At the same time, it is worth quoting the opinion of Raghuram Rajan who suggested that the way towards the revival of democracy is strengthening the power of local communities through the articulation of public institutions at local level. Therefore, in order to overcome the limits of national democracy, it is necessary to transfer decision making powers not only at international (regional and global) level, but also at local level according to the multilevel federal model of government.
It is not meaningless that the promoters of the above-mentioned turning point are democracies. The North Atlantic area is not only the pivot for Biden’s initiative to summon a summit of democracies and create a larger alliance of democracies, it is also the area where the barriers to free movement of goods and capital have been removed and is therefore the framework where an area of monetary stability, similar to the European Monetary System, with fixed but adjustable exchange rates, can be established, which is necessary to avoid monetary wars. In order to pursue this objective, the dollar as a world reserve currency should be replaced by the special drawing rights (SDR), i.e. a multicurrency system.
The retreat of the American power in the world also involves the strategic and military sphere. Therefore, the US should rebalance its relationship with the EU in the direction of the strategic autonomy of the EU and a US-EU equal partnership.

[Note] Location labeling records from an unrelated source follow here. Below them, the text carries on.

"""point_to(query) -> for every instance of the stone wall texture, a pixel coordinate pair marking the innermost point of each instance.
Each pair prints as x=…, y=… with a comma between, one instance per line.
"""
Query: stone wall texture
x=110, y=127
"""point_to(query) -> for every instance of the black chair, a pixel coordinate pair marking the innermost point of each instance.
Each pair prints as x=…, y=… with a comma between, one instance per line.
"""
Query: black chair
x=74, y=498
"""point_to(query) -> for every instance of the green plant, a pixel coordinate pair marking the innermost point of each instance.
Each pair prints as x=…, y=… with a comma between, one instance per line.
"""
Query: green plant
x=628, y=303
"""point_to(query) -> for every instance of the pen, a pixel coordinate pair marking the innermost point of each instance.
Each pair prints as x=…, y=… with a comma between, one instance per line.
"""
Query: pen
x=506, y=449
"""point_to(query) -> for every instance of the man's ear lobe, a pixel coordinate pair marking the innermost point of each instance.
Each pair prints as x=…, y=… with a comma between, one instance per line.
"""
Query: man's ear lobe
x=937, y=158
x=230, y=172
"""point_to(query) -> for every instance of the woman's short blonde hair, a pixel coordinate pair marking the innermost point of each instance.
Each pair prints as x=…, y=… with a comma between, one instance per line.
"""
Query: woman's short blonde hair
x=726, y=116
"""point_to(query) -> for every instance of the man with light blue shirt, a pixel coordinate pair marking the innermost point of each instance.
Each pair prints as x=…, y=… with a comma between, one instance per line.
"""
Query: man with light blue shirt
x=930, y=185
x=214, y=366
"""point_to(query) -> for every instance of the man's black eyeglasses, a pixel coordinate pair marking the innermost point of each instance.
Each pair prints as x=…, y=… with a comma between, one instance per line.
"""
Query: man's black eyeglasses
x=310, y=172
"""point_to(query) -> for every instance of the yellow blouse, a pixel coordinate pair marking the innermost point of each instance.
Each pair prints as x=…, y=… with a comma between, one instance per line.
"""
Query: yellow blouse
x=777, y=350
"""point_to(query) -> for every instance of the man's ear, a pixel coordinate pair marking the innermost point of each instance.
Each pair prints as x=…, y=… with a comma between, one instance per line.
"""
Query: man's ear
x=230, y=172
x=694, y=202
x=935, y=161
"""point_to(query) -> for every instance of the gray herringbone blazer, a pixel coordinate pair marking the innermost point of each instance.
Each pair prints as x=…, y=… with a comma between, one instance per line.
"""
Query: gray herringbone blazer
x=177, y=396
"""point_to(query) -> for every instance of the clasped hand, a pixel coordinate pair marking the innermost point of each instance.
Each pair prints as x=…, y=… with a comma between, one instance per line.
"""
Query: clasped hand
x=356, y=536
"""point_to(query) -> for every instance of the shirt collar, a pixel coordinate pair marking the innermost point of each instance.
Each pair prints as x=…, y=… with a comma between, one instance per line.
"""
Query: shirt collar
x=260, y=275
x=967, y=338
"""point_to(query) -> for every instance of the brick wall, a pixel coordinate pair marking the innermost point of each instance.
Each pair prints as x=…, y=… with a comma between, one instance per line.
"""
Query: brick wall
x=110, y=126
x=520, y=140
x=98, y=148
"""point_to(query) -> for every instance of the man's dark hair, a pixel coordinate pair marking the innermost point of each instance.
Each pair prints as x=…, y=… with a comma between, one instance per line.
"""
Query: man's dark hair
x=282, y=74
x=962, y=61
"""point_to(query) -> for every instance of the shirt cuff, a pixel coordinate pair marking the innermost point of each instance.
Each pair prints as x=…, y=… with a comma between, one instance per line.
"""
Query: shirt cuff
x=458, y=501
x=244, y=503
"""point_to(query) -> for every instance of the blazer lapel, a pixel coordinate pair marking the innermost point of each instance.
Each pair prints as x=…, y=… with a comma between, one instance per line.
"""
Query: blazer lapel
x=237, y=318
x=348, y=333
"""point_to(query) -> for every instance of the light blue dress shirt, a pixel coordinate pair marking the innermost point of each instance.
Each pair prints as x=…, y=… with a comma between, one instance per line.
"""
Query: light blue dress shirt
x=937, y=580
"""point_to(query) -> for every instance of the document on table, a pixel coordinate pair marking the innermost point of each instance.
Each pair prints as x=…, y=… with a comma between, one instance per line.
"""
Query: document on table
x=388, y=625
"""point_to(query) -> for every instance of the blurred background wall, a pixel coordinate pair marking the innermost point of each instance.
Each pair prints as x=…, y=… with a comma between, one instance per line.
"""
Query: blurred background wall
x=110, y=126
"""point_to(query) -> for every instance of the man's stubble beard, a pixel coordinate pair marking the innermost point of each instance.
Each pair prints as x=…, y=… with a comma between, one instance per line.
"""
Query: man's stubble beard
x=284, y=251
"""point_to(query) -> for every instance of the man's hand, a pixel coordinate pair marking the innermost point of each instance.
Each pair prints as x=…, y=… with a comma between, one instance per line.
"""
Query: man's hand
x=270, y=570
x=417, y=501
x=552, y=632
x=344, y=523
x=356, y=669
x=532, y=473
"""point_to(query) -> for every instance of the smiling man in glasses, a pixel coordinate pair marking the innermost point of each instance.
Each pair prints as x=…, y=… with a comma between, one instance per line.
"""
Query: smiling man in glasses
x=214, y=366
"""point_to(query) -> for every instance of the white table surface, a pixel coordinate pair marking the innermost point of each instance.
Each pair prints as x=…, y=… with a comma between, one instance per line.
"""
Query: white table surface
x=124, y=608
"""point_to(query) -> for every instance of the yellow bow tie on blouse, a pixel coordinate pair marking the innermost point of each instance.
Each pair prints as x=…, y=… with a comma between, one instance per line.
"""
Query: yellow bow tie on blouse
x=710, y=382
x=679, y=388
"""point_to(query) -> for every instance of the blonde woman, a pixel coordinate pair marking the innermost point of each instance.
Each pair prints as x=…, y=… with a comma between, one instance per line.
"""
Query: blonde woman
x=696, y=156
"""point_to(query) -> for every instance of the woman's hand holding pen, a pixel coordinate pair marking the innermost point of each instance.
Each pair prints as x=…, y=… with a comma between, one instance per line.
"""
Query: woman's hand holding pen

Lastly, the EU’s relations with Russia and Africa are to be considered.
Russia
The EU is in a position to improve mutual understanding with Russia and revive Gorbachev’s grand design of the European Common Home. It should remove sanctions, start negotiations aimed at the enlargement of NATO to Russia and the adoption of a common security system in the perspective of stretching it to China and the rest of the Asian continent, including stabilization of the relations with Turkey and Iran, and ultimately transforming it into the armed wing of the UN. The OSCE and the Council of Europe can give a crucial contribution to this design, as they associate several countries belonging to different world regions and cooperating in the areas of security, economy and human rights, which are the three baskets of the Helsinki process. It is to be considered that economic cooperation presupposes security and political stability and that the transition to democracy requires political stability and economic development. The EU can help Russia modernize and diversify its economy away from oil and gas and accompany it on the path of ecological and digital transition.
Africa
A development plan comparable with the Marshall Plan to address the root causes of Africa's economic backwardness is the highway to solve the problems posed by the imposing migratory flows which are heading towards Europe. At the same time, the Sahara desert is the potential source of solar energy, whose exploitation would require technological innovation and a huge amount of investment. The joint efforts of diplomacy are oriented in this direction. President Macron has recently summoned an emergency summit on the financing of African economies and pleaded for the funding of at least 100 billion dollars through the allocation of SDRs issued by the IMF to revive the continent’s economy, heavily impacted by the COVID-19 epidemic. An African monetary fund would enable the African countries to pool their financial resources in order that they can face the payment crisis they are confronted with.